From gnuplot to Matplotlib & Pandas
I’ve been using gnuplot since.. like forever. It is one of my best friends
in plotting data and discovering what is going on. But for all its
greatness, you do tend to run into a wall - once you step outside the things
gnuplot is good at, suddenly large heaps of awk
, sort
, unique
and odd
shell scripts are required to get to the next level. This is no criticism of
gnuplot - it is great for what it is for.
And to be sure, gnuplot’s fitting abilities for example go beyond what could
be expected of a plotting package. While sometimes quirky, the fit f(x)
functionality has helped me discover a lot of interesting things.
I love gnuplot.
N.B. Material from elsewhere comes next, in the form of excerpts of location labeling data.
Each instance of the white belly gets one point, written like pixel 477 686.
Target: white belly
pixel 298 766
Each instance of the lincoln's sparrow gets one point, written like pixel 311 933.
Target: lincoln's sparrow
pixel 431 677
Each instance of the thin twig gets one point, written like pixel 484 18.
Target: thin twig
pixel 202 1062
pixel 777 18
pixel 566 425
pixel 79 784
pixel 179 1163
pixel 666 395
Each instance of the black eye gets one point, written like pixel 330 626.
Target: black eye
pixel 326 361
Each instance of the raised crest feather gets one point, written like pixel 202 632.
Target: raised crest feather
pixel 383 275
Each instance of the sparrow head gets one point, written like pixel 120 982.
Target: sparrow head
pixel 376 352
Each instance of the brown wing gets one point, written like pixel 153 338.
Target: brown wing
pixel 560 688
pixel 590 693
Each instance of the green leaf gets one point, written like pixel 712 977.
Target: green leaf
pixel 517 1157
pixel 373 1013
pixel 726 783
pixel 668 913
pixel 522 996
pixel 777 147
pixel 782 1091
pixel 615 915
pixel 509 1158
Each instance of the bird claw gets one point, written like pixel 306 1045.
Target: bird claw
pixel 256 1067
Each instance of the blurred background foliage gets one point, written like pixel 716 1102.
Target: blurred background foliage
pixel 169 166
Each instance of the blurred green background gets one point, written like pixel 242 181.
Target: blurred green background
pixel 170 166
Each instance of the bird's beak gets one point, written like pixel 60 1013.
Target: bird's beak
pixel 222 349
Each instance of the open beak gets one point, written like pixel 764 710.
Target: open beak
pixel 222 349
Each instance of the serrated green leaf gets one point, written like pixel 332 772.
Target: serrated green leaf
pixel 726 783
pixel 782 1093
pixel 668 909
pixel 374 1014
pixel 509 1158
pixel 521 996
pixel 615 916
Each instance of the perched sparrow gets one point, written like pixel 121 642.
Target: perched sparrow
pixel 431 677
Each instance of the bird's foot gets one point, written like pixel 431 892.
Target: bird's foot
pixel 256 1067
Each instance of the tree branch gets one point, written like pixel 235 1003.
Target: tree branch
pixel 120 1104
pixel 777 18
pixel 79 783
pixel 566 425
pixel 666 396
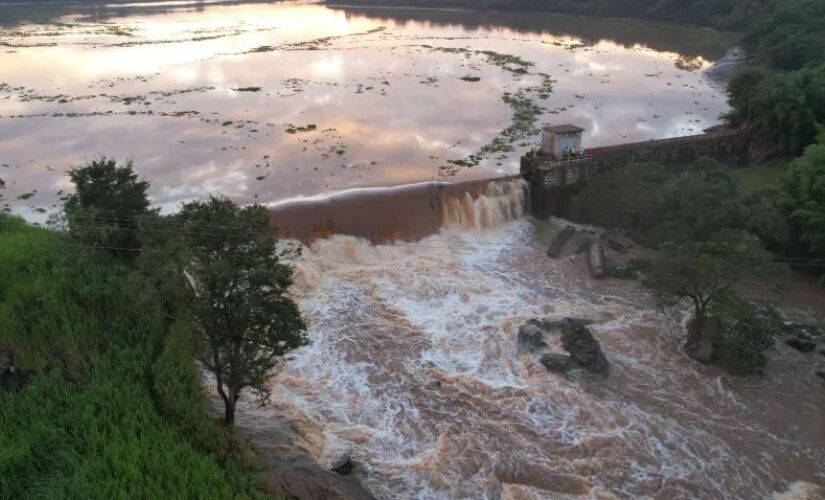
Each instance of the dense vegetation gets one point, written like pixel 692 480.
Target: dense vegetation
pixel 709 235
pixel 100 391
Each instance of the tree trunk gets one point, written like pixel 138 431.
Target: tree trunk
pixel 229 410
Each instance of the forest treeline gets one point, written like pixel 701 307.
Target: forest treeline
pixel 781 94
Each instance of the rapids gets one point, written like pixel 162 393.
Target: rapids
pixel 413 365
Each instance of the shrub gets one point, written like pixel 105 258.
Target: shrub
pixel 746 334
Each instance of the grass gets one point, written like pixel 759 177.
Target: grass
pixel 760 177
pixel 113 406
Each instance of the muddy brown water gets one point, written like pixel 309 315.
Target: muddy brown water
pixel 265 101
pixel 413 364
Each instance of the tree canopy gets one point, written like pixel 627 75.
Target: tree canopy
pixel 244 316
pixel 802 197
pixel 105 209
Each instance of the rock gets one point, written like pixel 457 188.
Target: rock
pixel 598 264
pixel 337 455
pixel 801 490
pixel 583 348
pixel 615 245
pixel 304 480
pixel 553 323
pixel 343 465
pixel 583 245
pixel 557 362
pixel 558 243
pixel 801 345
pixel 434 385
pixel 700 337
pixel 530 338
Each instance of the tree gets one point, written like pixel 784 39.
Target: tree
pixel 747 331
pixel 703 271
pixel 626 198
pixel 705 199
pixel 105 209
pixel 242 312
pixel 802 197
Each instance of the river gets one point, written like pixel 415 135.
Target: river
pixel 267 101
pixel 413 364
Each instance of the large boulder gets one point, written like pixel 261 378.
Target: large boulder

But it is time to move on.
April 2021 update: Nicolas Burrus wrote a wrapper that creates Matplotlib notebooks from simple data files. This could help you get started too.
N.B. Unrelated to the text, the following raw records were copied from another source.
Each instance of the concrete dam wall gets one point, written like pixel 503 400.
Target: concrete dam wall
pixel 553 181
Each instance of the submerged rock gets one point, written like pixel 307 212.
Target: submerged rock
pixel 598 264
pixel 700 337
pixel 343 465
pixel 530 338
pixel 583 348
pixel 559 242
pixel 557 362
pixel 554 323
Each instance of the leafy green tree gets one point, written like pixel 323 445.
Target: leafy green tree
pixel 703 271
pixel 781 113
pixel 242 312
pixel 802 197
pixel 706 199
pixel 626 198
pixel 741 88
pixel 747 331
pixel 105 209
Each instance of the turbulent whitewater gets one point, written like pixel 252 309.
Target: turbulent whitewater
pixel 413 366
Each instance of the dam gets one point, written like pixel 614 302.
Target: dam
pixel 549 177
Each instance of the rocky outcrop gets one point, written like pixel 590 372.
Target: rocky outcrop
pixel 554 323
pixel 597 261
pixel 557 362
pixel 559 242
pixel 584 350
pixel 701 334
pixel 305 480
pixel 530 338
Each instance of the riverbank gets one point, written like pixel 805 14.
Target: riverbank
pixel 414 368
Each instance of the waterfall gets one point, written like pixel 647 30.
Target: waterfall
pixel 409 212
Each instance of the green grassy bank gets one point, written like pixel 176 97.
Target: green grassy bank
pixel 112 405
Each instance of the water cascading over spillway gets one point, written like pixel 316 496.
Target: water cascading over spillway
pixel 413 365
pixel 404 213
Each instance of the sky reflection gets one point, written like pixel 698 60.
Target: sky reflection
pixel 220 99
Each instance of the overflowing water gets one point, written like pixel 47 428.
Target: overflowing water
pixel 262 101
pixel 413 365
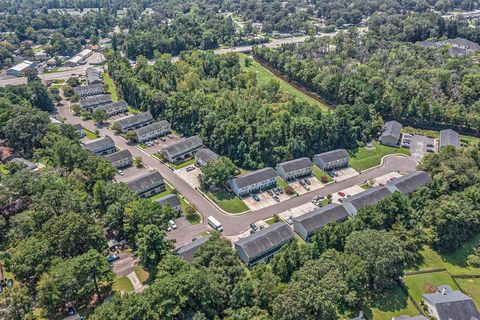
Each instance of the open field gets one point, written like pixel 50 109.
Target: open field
pixel 264 76
pixel 362 159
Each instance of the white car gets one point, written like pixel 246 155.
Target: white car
pixel 172 224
In this post, I hope to provide a highly accessible introduction to Matplotlib and Pandas which, together, blow gnuplot right out of the water.
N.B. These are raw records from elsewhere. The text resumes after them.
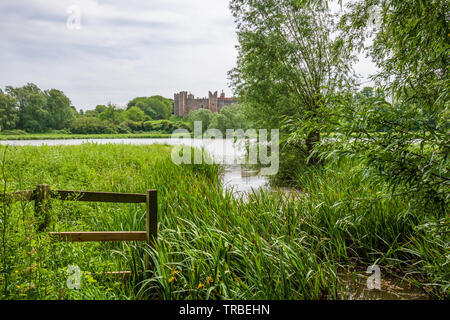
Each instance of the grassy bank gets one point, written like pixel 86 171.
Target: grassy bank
pixel 51 136
pixel 211 245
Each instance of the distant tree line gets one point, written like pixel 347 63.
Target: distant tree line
pixel 28 109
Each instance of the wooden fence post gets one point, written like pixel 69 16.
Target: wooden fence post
pixel 151 221
pixel 41 202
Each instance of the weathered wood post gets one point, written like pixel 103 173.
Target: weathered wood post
pixel 41 206
pixel 151 221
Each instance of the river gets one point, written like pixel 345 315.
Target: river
pixel 236 177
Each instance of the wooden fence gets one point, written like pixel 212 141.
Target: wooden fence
pixel 42 195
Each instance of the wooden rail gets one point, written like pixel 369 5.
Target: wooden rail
pixel 42 195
Note: I am by no means an expert or seasoned user of Matplotlib and Pandas. In fact, I started this trek only a few weeks ago. If you spot any mistakes or “worst practices” in here, please let me know (bert@hubertnet.nl) and I’ll fix it. A few actual experts have looked at this page and did not immediately report big problems.
This article, sample datasets and a notebook to explore Matplotlib & Pandas are available on GitHub
Key differences
Launch gnuplot, enter plot sin(x)
.. and you have a plot. This is why
gnuplot fits so well in the life of a system administrator or software
developer. Want to plot the number of context switches of your system?
Just do this:
$ vmstat -n 1 | awk '{print N++, $12; fflush()}' > plot
$ gnuplot
> plot 'plot' using 1:2 with linespoints
Gnuplot is ready to go. Other graphing solutions require configuration, web browsers and other newfangled things. It is not easy to let go of such commandline ease of use.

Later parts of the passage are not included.